Coupled Continuous-Discontinuous Galerkin Finite Element Solver for Compound Flood Simulations

This paper presents a locally conservative coupled Continuous-Discontinuous Galerkin discretization of the shallow water equations integrated into the ADCIRC model to accurately simulate compound floods by accounting for the complex interactions between storm surge and rainfall-induced runoff, as validated through laboratory tests and Hurricane Harvey simulations.

Original authors: Chayanon Wichitrnithed, Eirik Valseth, Shintaro Bunya, Ethan J. Kubatko, Clint Dawson

Published 2026-04-01
📖 4 min read☕ Coffee break read

This is an AI-generated explanation of the paper below. It is not written or endorsed by the authors. For technical accuracy, refer to the original paper. Read full disclaimer

Imagine you are trying to predict how a city will flood during a massive hurricane. In the past, scientists had to look at two separate problems: the ocean water crashing onto the shore (storm surge) and the rain falling from the sky (runoff). They would calculate these separately and then just add the numbers together, like adding the price of a burger to the price of fries.
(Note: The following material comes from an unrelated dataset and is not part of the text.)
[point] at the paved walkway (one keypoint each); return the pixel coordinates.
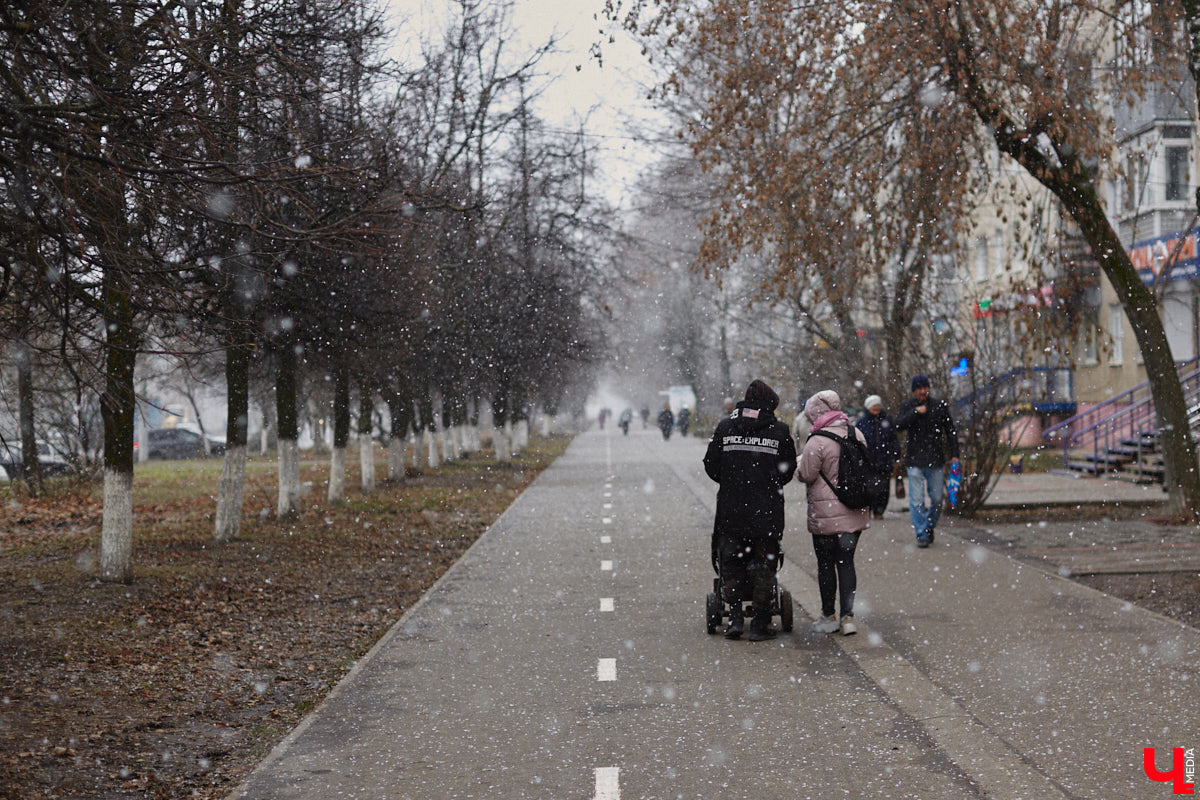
(1135, 539)
(564, 656)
But here's the problem: Floods don't work like math homework. When heavy rain meets a rising ocean, they interact in messy, chaotic ways. The rain can't drain into the ocean because the ocean is already full, so the water piles up higher than the sum of its parts. This is called a "Compound Flood."
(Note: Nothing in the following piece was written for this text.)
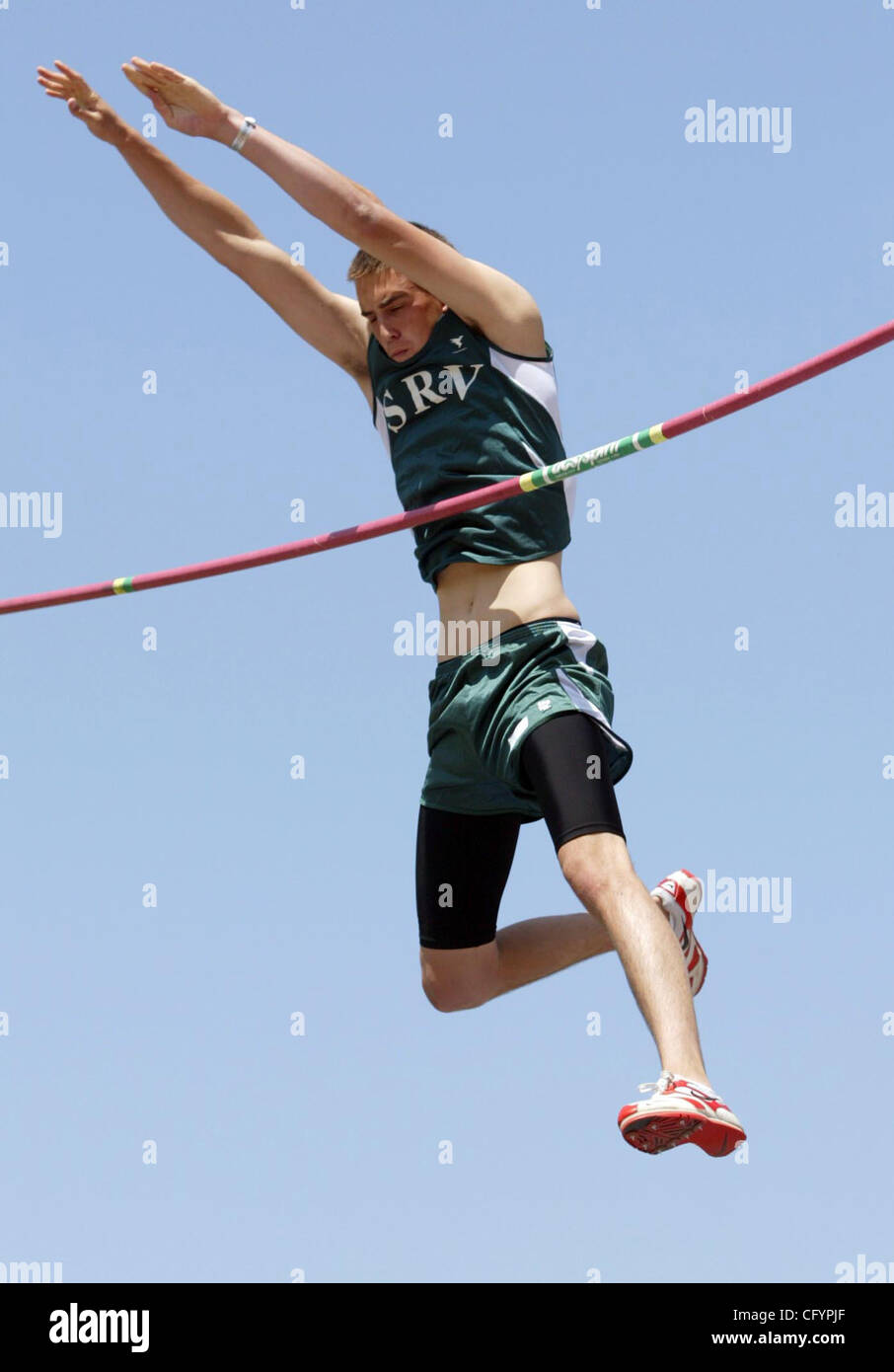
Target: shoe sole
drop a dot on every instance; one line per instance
(660, 1131)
This paper introduces a new, smarter computer program designed to simulate these messy, real-world interactions. Here is how they did it, explained simply:

1. The Old Way vs. The New Way

Think of the computer model as a giant jigsaw puzzle made of thousands of tiny triangles.

  • The Old Model (ADCIRC): This model was great at moving water around (momentum), but it treated the puzzle pieces like they were glued together with a sticky, continuous sheet. It was fast, but it sometimes "leaked" water between the pieces, making the math slightly inaccurate when you added rain.
  • The New Model (DG-CG): The authors built a hybrid engine.
    • For the Rain (Continuity): They used a method called Discontinuous Galerkin (DG). Imagine each puzzle piece is now a separate bucket. If you pour rain into one bucket, it stays exactly in that bucket. It doesn't leak. This ensures that every single drop of rain is accounted for perfectly.
    • For the Flow (Momentum): They kept the old, fast method (Continuous Galerkin) for how the water moves and swirls. This keeps the computer running fast so they can simulate huge areas like the entire Gulf of Mexico.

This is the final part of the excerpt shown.